Wound from the Mouth of a Wound
torrin a. greathouse
Reviewed by Hiba Tahir
WOUND FROM THE MOUTH OF A WOUND BY TORRIN A. GREATHOUSE
torrin a. greathouse’s Wound from the Mouth of a Wound is an indomitable force exploring the intersections of gender, disability, trauma, and survival.
Selected by Aimee Nezhukumatathil as the winner of the 2020 Ballard Spahr Prize for Poetry, this stunning collection grapples with many themes, including the body and its many facets, but especially the mouth; the duality of beginnings and endings; blood and bloodshed; family and heritage; and the color white.
Often, many themes are invoked at the same time—“begin with the body— itself a kind / of ending,” greathouse writes in the first poem—but the move is never heavy-handed or illogical.
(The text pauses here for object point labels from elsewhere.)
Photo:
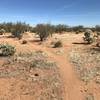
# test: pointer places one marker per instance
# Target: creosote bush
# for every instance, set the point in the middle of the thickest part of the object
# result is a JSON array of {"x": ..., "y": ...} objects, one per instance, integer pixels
[
  {"x": 57, "y": 44},
  {"x": 24, "y": 42},
  {"x": 44, "y": 30},
  {"x": 2, "y": 31},
  {"x": 7, "y": 50}
]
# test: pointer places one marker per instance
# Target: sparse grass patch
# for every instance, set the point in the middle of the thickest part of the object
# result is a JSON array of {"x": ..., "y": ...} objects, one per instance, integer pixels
[
  {"x": 57, "y": 44},
  {"x": 89, "y": 97},
  {"x": 6, "y": 50},
  {"x": 87, "y": 62}
]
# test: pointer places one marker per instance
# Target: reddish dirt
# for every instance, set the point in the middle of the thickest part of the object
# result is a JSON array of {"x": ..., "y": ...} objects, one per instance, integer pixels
[{"x": 74, "y": 88}]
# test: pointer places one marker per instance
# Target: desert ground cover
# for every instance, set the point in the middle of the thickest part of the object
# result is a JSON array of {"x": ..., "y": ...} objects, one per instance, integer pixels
[{"x": 39, "y": 72}]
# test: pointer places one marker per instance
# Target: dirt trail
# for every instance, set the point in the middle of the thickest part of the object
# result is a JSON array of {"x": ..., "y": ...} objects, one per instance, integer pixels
[
  {"x": 71, "y": 82},
  {"x": 73, "y": 86}
]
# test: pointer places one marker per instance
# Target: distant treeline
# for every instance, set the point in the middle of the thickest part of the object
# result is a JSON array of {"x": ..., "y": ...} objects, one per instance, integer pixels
[{"x": 9, "y": 27}]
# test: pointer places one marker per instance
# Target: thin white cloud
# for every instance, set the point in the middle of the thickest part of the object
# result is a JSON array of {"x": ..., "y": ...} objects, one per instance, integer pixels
[{"x": 68, "y": 5}]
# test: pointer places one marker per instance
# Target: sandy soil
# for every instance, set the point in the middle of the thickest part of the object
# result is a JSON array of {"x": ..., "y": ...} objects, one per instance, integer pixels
[{"x": 75, "y": 89}]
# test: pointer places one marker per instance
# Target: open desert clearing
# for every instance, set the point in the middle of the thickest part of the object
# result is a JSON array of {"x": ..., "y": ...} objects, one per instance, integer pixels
[{"x": 50, "y": 81}]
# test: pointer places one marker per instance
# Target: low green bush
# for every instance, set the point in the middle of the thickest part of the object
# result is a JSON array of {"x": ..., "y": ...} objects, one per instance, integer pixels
[{"x": 7, "y": 50}]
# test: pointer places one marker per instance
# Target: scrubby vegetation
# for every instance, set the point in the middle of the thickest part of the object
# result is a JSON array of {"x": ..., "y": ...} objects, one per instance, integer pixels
[
  {"x": 43, "y": 76},
  {"x": 88, "y": 36},
  {"x": 6, "y": 50},
  {"x": 86, "y": 61},
  {"x": 57, "y": 44}
]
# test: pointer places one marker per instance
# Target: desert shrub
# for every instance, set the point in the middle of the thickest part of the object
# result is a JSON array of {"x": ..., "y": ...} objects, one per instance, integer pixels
[
  {"x": 57, "y": 44},
  {"x": 88, "y": 36},
  {"x": 79, "y": 28},
  {"x": 42, "y": 63},
  {"x": 43, "y": 30},
  {"x": 2, "y": 31},
  {"x": 61, "y": 28},
  {"x": 24, "y": 42},
  {"x": 7, "y": 50}
]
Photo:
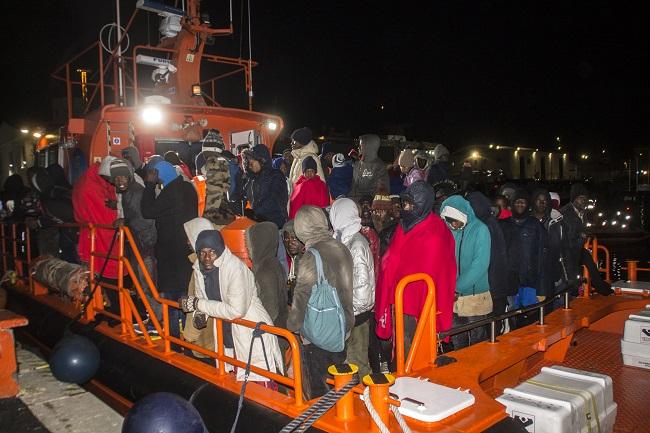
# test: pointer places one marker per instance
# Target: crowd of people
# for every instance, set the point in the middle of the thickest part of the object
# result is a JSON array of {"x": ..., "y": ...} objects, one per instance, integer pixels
[{"x": 352, "y": 222}]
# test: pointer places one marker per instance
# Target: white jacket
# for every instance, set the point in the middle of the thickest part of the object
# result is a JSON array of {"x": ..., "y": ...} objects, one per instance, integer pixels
[
  {"x": 310, "y": 149},
  {"x": 344, "y": 216},
  {"x": 239, "y": 295}
]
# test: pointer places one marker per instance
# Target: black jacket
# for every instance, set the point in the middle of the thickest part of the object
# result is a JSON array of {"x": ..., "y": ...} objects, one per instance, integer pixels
[
  {"x": 176, "y": 204},
  {"x": 497, "y": 272}
]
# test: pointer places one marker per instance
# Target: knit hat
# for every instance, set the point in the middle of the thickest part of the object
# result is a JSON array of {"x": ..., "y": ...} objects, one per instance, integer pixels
[
  {"x": 120, "y": 167},
  {"x": 210, "y": 239},
  {"x": 338, "y": 160},
  {"x": 302, "y": 135},
  {"x": 308, "y": 163},
  {"x": 578, "y": 189},
  {"x": 382, "y": 202}
]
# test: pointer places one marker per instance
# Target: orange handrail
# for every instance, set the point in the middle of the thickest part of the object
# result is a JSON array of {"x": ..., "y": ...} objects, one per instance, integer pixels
[{"x": 427, "y": 319}]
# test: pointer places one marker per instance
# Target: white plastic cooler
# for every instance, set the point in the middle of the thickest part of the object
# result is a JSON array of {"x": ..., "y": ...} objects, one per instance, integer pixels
[{"x": 563, "y": 400}]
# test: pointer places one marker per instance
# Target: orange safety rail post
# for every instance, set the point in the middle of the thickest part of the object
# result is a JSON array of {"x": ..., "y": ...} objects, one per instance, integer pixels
[{"x": 426, "y": 323}]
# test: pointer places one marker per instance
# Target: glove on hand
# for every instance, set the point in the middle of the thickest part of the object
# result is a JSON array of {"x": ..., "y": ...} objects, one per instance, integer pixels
[
  {"x": 200, "y": 320},
  {"x": 188, "y": 303}
]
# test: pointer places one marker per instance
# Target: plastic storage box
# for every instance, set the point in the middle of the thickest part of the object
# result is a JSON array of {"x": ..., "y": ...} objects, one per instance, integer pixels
[{"x": 563, "y": 400}]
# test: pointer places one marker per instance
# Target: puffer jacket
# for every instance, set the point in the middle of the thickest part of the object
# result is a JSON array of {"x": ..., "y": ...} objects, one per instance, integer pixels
[
  {"x": 312, "y": 229},
  {"x": 262, "y": 240},
  {"x": 369, "y": 176},
  {"x": 310, "y": 149},
  {"x": 472, "y": 249},
  {"x": 344, "y": 216},
  {"x": 498, "y": 252}
]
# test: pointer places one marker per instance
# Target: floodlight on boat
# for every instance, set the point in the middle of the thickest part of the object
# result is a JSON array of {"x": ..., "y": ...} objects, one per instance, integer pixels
[{"x": 152, "y": 115}]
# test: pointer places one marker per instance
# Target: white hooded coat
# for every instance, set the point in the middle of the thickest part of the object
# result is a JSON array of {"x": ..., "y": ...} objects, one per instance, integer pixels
[{"x": 344, "y": 216}]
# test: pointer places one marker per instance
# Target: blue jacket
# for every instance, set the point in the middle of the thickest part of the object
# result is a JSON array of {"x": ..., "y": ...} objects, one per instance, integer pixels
[
  {"x": 340, "y": 181},
  {"x": 472, "y": 250}
]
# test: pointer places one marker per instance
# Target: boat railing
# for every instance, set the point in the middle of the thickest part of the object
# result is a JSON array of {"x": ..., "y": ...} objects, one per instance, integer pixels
[{"x": 12, "y": 244}]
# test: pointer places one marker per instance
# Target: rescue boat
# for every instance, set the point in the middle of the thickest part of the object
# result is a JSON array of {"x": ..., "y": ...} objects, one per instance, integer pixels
[{"x": 464, "y": 391}]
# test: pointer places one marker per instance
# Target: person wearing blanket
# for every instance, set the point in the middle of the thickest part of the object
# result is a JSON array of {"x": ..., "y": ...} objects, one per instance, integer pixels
[{"x": 224, "y": 288}]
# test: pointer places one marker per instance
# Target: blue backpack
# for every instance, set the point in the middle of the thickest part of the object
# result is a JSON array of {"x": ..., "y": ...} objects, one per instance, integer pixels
[{"x": 324, "y": 323}]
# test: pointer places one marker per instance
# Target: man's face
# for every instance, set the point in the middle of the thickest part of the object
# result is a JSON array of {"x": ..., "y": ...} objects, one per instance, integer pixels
[
  {"x": 310, "y": 173},
  {"x": 540, "y": 204},
  {"x": 121, "y": 183},
  {"x": 291, "y": 243},
  {"x": 520, "y": 206},
  {"x": 581, "y": 202},
  {"x": 207, "y": 256},
  {"x": 254, "y": 165}
]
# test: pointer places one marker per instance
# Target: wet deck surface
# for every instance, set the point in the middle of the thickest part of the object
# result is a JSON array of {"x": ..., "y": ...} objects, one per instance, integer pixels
[{"x": 47, "y": 405}]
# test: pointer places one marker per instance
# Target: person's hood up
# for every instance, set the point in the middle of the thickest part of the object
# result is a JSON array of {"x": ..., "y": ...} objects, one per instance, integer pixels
[
  {"x": 262, "y": 240},
  {"x": 440, "y": 152},
  {"x": 166, "y": 172},
  {"x": 42, "y": 181},
  {"x": 57, "y": 173},
  {"x": 370, "y": 143},
  {"x": 311, "y": 225},
  {"x": 458, "y": 208},
  {"x": 195, "y": 226},
  {"x": 542, "y": 191},
  {"x": 480, "y": 204},
  {"x": 132, "y": 154},
  {"x": 345, "y": 219},
  {"x": 105, "y": 166},
  {"x": 421, "y": 195}
]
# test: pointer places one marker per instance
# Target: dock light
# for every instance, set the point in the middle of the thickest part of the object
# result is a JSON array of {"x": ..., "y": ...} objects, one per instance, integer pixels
[
  {"x": 271, "y": 125},
  {"x": 152, "y": 115}
]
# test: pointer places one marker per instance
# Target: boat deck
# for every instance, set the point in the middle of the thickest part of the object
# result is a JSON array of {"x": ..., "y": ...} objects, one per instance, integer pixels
[{"x": 599, "y": 349}]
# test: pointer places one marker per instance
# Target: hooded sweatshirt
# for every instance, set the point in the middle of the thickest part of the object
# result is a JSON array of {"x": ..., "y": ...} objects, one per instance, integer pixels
[
  {"x": 266, "y": 191},
  {"x": 312, "y": 229},
  {"x": 498, "y": 257},
  {"x": 310, "y": 149},
  {"x": 271, "y": 282},
  {"x": 472, "y": 249},
  {"x": 427, "y": 246},
  {"x": 369, "y": 176},
  {"x": 344, "y": 216}
]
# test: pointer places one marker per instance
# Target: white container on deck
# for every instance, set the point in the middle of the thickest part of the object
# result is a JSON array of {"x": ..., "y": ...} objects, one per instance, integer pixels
[
  {"x": 635, "y": 354},
  {"x": 563, "y": 400}
]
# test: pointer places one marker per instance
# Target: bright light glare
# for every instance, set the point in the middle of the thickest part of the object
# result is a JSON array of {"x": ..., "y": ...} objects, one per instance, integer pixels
[{"x": 152, "y": 115}]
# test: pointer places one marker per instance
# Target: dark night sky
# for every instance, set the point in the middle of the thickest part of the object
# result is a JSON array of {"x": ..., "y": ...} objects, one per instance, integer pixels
[{"x": 457, "y": 72}]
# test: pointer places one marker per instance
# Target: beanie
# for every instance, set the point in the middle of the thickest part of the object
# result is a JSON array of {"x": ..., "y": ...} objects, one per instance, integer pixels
[
  {"x": 120, "y": 167},
  {"x": 338, "y": 160},
  {"x": 302, "y": 135},
  {"x": 308, "y": 163},
  {"x": 578, "y": 189}
]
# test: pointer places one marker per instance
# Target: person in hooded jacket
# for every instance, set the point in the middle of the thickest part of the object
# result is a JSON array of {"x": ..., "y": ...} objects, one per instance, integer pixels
[
  {"x": 143, "y": 230},
  {"x": 369, "y": 175},
  {"x": 344, "y": 216},
  {"x": 176, "y": 204},
  {"x": 421, "y": 243},
  {"x": 339, "y": 181},
  {"x": 526, "y": 245},
  {"x": 555, "y": 278},
  {"x": 498, "y": 251},
  {"x": 224, "y": 288},
  {"x": 270, "y": 279},
  {"x": 312, "y": 228},
  {"x": 473, "y": 300},
  {"x": 303, "y": 146},
  {"x": 266, "y": 188},
  {"x": 309, "y": 189}
]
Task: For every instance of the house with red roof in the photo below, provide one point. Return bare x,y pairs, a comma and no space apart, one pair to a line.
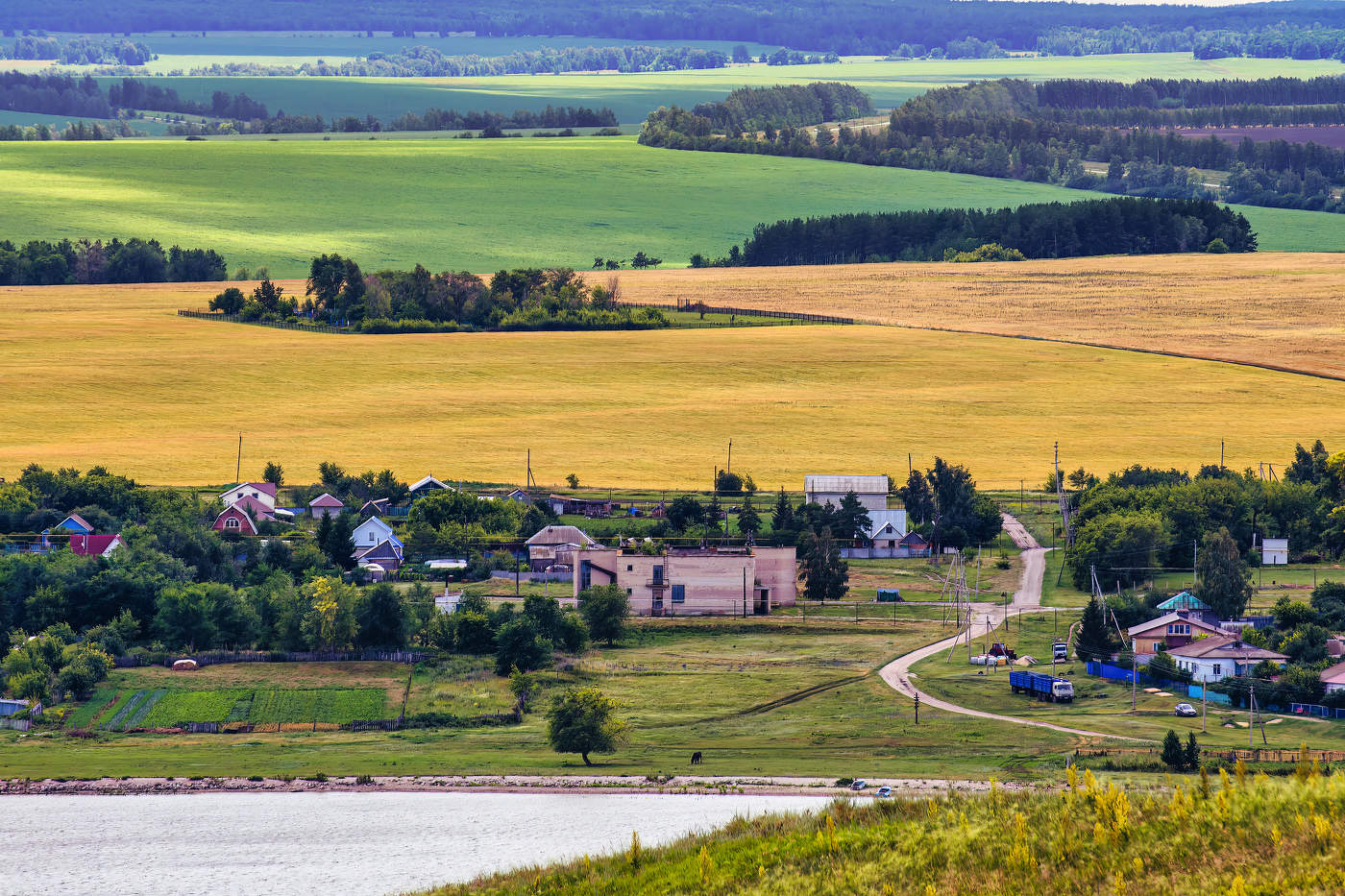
235,521
326,506
259,492
89,545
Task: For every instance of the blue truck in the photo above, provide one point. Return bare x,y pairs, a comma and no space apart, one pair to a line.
1058,690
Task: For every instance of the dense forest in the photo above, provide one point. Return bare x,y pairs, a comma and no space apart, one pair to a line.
93,261
428,62
1041,230
1028,132
338,292
844,26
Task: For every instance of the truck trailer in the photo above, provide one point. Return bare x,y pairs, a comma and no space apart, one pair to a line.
1058,690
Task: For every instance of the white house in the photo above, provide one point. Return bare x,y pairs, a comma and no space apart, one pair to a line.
1216,658
1274,552
370,532
262,493
870,490
423,487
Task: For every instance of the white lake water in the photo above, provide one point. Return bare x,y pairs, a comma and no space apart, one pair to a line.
363,844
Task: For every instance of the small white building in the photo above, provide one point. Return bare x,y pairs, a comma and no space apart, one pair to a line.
1274,552
870,490
262,493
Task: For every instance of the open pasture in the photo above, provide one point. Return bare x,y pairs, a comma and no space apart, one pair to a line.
1281,309
479,205
110,375
634,96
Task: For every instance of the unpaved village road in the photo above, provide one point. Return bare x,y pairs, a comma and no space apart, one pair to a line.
897,673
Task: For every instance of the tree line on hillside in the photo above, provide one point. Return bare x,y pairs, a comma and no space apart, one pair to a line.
91,261
847,27
80,51
999,130
1041,230
451,302
428,62
750,109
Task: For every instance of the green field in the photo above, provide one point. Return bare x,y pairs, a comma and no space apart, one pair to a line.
477,205
632,96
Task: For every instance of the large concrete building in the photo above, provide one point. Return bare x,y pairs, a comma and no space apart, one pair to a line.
870,490
728,581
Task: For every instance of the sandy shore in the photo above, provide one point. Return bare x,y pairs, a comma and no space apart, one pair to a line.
823,787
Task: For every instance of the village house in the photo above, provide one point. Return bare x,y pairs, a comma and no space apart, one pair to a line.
76,523
87,545
235,521
1167,631
554,546
693,580
1220,657
426,486
258,492
326,506
870,490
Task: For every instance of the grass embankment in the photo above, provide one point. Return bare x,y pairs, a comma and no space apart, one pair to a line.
759,697
1259,308
661,416
1100,704
1235,835
634,96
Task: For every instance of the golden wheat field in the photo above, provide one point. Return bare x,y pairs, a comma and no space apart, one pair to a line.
1282,309
110,375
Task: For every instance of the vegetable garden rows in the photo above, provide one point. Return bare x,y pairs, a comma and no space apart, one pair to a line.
138,709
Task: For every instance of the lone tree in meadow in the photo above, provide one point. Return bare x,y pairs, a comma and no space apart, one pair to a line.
582,721
605,610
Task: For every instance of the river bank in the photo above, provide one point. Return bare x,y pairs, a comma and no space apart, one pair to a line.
708,785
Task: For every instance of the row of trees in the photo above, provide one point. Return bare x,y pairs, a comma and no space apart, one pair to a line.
1042,230
407,301
91,261
1145,519
847,27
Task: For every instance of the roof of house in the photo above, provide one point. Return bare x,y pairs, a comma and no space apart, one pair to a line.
1184,600
1162,621
94,545
265,487
255,507
1224,647
78,522
238,512
841,485
561,536
426,482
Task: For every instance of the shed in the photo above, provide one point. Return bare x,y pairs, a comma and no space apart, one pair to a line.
1274,552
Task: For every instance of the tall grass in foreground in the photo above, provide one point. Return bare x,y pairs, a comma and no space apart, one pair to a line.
1234,835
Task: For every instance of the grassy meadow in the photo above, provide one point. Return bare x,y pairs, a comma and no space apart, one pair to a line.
1280,309
632,96
479,205
760,695
163,399
1192,837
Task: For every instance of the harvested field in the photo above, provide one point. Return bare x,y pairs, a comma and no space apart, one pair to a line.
163,397
1277,309
1324,136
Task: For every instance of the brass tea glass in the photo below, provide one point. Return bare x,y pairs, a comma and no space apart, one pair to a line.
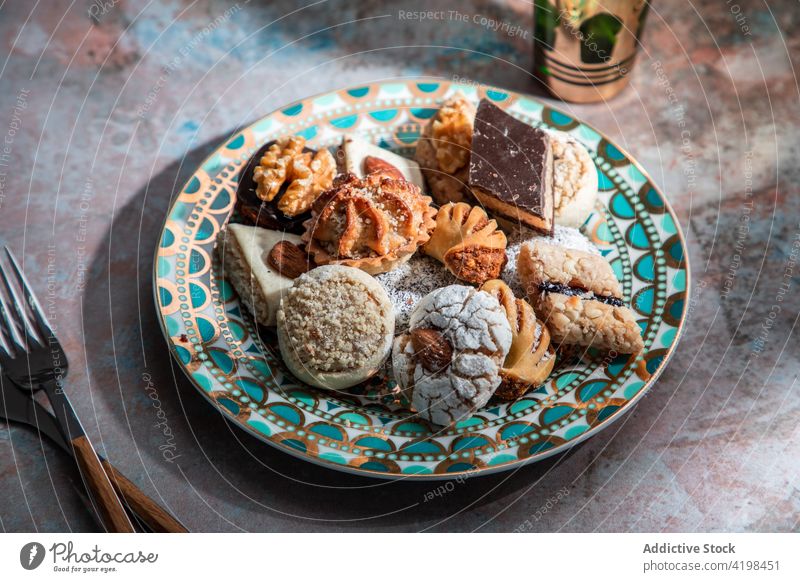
585,49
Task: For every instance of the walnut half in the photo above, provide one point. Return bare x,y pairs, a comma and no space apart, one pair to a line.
304,172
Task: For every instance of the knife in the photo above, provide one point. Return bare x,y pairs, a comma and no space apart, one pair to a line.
21,408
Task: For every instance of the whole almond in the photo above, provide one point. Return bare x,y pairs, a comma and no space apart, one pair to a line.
289,259
432,349
373,165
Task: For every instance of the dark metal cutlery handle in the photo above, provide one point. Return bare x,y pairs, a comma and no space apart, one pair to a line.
150,512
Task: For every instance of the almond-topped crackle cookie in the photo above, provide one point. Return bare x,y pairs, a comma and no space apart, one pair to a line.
468,243
451,357
574,180
578,297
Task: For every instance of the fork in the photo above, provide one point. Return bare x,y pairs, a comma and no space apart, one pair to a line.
33,359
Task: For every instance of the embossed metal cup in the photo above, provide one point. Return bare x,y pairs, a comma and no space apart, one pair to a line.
585,49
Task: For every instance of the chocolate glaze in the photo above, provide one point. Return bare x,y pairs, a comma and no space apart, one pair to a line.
509,159
578,292
254,211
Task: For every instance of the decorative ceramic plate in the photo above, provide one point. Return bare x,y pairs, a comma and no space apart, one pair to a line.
217,343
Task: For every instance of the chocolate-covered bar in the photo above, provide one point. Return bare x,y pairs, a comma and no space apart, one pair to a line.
511,168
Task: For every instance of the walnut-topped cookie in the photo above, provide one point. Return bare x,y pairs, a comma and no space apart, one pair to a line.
372,223
281,181
443,150
468,243
451,357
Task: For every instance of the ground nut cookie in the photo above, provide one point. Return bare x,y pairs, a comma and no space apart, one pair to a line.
335,327
450,360
578,297
574,180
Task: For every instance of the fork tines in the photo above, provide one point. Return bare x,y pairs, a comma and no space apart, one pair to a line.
22,318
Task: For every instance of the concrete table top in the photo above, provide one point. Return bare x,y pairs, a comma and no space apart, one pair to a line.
105,109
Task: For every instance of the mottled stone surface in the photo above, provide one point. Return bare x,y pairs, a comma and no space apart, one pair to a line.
105,108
On the contrary, it helps to orient the reader amid the often-staggering violence inherent throughout the collection.
While greathouse’s poetry can serve as a masterclass in extended metaphor, her incredible linguistic dexterity shines through best in the sundry forms she uses to convey her message: everything from essay fragments to a sonnet meant to be read in a mirror “written in opposition of Michael Ryan and all other poets, educators, critics, and editors who believe that neither the form of a poem, nor the identities of its author, are relevant to the reading of that work.”
Despite their palpable pain, these poems are ultimately triumphant; she closes the aforementioned mirror poem with the line: “crippled, trans, woman, & still alive.”
In “Ekphrasis on My Rapist’s Wedding Dress,” greathouse writes, “…& isn’t this just like my poems? / Dressing a violence in something pretty & telling it to dance?” Nothing better encapsulates this collection—a truly remarkable study of persistence and resilience in a world that seeks to diminish them.